On our final day of camp, they called all our parents to pick us up. They had given up on testing us, and just sort of let us be. We were aware at the time that we all probably had swine flu, and that we were going to spread it to our hometowns when our parents picked us up, but nobody had a better idea of what to do. The idea of quarantine wasn’t really a thing yet. I got picked up by my uncle because my parents were on vacation, so I got to spread it to his family and hometown instead. Sorry, Strasbourg.

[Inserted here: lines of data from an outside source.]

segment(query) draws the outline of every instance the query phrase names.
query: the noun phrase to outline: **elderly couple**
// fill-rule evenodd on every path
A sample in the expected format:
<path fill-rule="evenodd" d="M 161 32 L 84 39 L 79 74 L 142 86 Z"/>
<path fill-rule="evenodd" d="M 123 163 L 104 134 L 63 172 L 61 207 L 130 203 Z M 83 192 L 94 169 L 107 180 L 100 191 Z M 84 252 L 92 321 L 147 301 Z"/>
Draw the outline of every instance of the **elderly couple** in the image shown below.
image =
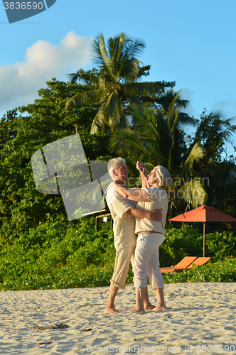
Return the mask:
<path fill-rule="evenodd" d="M 148 175 L 145 165 L 137 162 L 142 188 L 130 190 L 125 184 L 129 170 L 124 159 L 112 159 L 107 168 L 114 181 L 107 187 L 107 202 L 114 221 L 117 255 L 105 311 L 119 312 L 114 307 L 114 299 L 119 288 L 125 288 L 130 261 L 136 288 L 136 306 L 131 312 L 164 310 L 166 307 L 159 248 L 166 234 L 168 198 L 164 189 L 170 185 L 169 173 L 164 167 L 158 165 Z M 156 292 L 156 307 L 149 300 L 147 276 Z"/>

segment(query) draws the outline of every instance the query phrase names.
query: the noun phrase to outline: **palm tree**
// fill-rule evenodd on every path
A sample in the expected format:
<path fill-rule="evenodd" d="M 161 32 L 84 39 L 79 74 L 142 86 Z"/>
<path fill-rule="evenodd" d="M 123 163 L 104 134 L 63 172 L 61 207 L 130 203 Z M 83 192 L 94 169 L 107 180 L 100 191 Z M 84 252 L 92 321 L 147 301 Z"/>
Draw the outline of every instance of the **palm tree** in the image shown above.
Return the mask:
<path fill-rule="evenodd" d="M 196 121 L 193 118 L 188 120 L 188 116 L 182 115 L 175 106 L 178 94 L 176 94 L 166 114 L 132 105 L 137 128 L 127 127 L 116 131 L 109 143 L 113 151 L 123 155 L 125 153 L 132 161 L 143 161 L 150 168 L 158 164 L 165 166 L 173 178 L 172 190 L 181 191 L 178 195 L 195 207 L 205 202 L 207 195 L 200 180 L 190 177 L 194 162 L 202 159 L 205 151 L 198 142 L 191 148 L 186 146 L 180 126 L 183 124 L 196 124 Z M 135 170 L 130 163 L 129 168 Z"/>
<path fill-rule="evenodd" d="M 100 106 L 93 120 L 91 133 L 109 127 L 113 132 L 117 126 L 129 126 L 127 108 L 139 97 L 155 93 L 154 87 L 138 80 L 149 67 L 141 67 L 135 55 L 144 48 L 139 39 L 132 39 L 124 33 L 110 38 L 106 45 L 102 33 L 92 44 L 93 59 L 98 72 L 82 70 L 70 74 L 71 82 L 77 80 L 92 83 L 94 88 L 70 98 L 66 108 L 80 107 L 89 103 Z M 107 127 L 108 126 L 108 127 Z"/>

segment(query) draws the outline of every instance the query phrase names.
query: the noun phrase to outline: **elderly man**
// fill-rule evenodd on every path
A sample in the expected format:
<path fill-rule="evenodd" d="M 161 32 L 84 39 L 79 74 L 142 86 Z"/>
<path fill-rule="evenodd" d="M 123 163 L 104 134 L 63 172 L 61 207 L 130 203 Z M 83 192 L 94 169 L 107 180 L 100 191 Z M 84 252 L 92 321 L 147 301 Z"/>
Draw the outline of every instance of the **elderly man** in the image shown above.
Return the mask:
<path fill-rule="evenodd" d="M 107 169 L 114 182 L 125 185 L 128 180 L 129 170 L 124 159 L 122 158 L 112 159 L 108 163 Z M 122 197 L 114 188 L 108 190 L 107 202 L 114 221 L 113 230 L 117 255 L 105 311 L 108 313 L 117 313 L 119 311 L 114 307 L 114 299 L 119 288 L 125 288 L 129 263 L 130 261 L 133 263 L 134 257 L 136 234 L 134 233 L 134 217 L 147 218 L 160 222 L 161 209 L 148 212 L 137 209 L 134 201 Z M 147 288 L 144 294 L 144 306 L 145 310 L 151 310 L 155 307 L 149 300 Z"/>

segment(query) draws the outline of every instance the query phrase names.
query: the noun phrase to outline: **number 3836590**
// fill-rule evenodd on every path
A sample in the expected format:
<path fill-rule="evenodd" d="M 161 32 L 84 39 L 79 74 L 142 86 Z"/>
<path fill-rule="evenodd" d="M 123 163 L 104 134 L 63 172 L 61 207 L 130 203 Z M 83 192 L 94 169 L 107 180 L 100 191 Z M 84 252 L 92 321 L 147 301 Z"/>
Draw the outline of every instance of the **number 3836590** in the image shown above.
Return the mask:
<path fill-rule="evenodd" d="M 5 10 L 42 10 L 43 8 L 43 4 L 42 2 L 4 2 Z"/>

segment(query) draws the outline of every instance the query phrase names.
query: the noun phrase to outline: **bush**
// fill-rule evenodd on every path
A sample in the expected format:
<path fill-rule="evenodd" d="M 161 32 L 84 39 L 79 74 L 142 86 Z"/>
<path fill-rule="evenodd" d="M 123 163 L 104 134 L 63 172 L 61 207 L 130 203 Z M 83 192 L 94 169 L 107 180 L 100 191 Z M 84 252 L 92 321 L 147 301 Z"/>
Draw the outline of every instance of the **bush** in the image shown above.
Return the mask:
<path fill-rule="evenodd" d="M 212 263 L 163 275 L 165 283 L 236 280 L 236 236 L 206 235 L 206 255 Z M 95 219 L 55 221 L 31 229 L 0 252 L 0 289 L 31 290 L 104 286 L 109 284 L 115 258 L 113 231 L 104 224 L 95 231 Z M 160 248 L 161 266 L 186 256 L 203 255 L 203 236 L 192 226 L 168 229 Z M 215 261 L 215 263 L 213 263 Z M 133 282 L 129 268 L 127 283 Z"/>

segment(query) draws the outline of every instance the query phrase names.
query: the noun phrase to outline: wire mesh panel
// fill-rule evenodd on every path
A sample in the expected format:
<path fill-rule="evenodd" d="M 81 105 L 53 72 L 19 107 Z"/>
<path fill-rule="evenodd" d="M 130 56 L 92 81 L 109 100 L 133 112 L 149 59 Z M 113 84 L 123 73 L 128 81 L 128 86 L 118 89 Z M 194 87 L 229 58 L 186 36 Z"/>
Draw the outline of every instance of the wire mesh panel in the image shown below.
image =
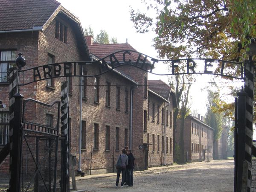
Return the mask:
<path fill-rule="evenodd" d="M 21 191 L 56 191 L 59 102 L 26 99 L 23 111 Z"/>
<path fill-rule="evenodd" d="M 252 161 L 252 179 L 251 191 L 256 192 L 256 157 L 253 157 Z"/>

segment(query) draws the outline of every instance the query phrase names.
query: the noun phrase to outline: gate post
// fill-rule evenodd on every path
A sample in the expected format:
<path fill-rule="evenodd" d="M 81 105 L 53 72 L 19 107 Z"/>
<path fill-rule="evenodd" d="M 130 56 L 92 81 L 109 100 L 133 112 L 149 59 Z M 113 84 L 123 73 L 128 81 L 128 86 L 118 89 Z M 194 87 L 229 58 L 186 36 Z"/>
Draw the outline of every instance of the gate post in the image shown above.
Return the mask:
<path fill-rule="evenodd" d="M 237 109 L 237 123 L 236 122 L 236 129 L 235 131 L 235 140 L 237 140 L 235 142 L 235 173 L 234 186 L 236 192 L 244 191 L 246 189 L 247 184 L 245 185 L 244 182 L 242 181 L 243 178 L 243 165 L 245 158 L 245 104 L 247 94 L 243 90 L 237 93 L 238 101 Z M 243 184 L 243 183 L 244 183 Z M 242 186 L 244 187 L 242 190 Z"/>
<path fill-rule="evenodd" d="M 9 140 L 10 181 L 9 191 L 19 192 L 20 190 L 20 157 L 21 113 L 23 96 L 20 93 L 18 70 L 9 70 Z"/>
<path fill-rule="evenodd" d="M 247 191 L 250 192 L 252 151 L 253 141 L 253 96 L 254 82 L 254 65 L 252 56 L 249 56 L 249 60 L 244 61 L 244 92 L 247 93 L 245 106 L 245 157 L 248 164 L 247 175 Z"/>
<path fill-rule="evenodd" d="M 69 192 L 69 138 L 68 82 L 61 82 L 61 190 Z"/>

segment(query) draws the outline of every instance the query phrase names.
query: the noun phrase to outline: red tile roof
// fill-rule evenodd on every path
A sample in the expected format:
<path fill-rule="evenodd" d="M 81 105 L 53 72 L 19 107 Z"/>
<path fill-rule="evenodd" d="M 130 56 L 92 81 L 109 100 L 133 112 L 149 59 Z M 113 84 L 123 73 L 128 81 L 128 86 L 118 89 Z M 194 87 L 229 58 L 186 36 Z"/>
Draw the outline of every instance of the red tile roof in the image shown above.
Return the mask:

The thing I remember most about my last day at camp (besides a brief romantic interlude with a girl I was sweet on) was how absolutely fatigued I was. I didn’t feel sick, exactly: I didn’t have a fever, sore throat, or anything like that. I just couldn’t keep my eyes open for longer than an hour at a time. This lasted for about a day or two, and then I recovered.
I thought of this a couple weeks ago, when I caught COVID for the third time (presumably the Omicron BA.5 variant). As I had with swine flu, I spent an entire day sleeping on my first day of symptoms. The days following I slept less and less, until finally I got back to my normal sleep schedule of 8-9 hours at night, and a 30 minute nap in the middle of the day [1].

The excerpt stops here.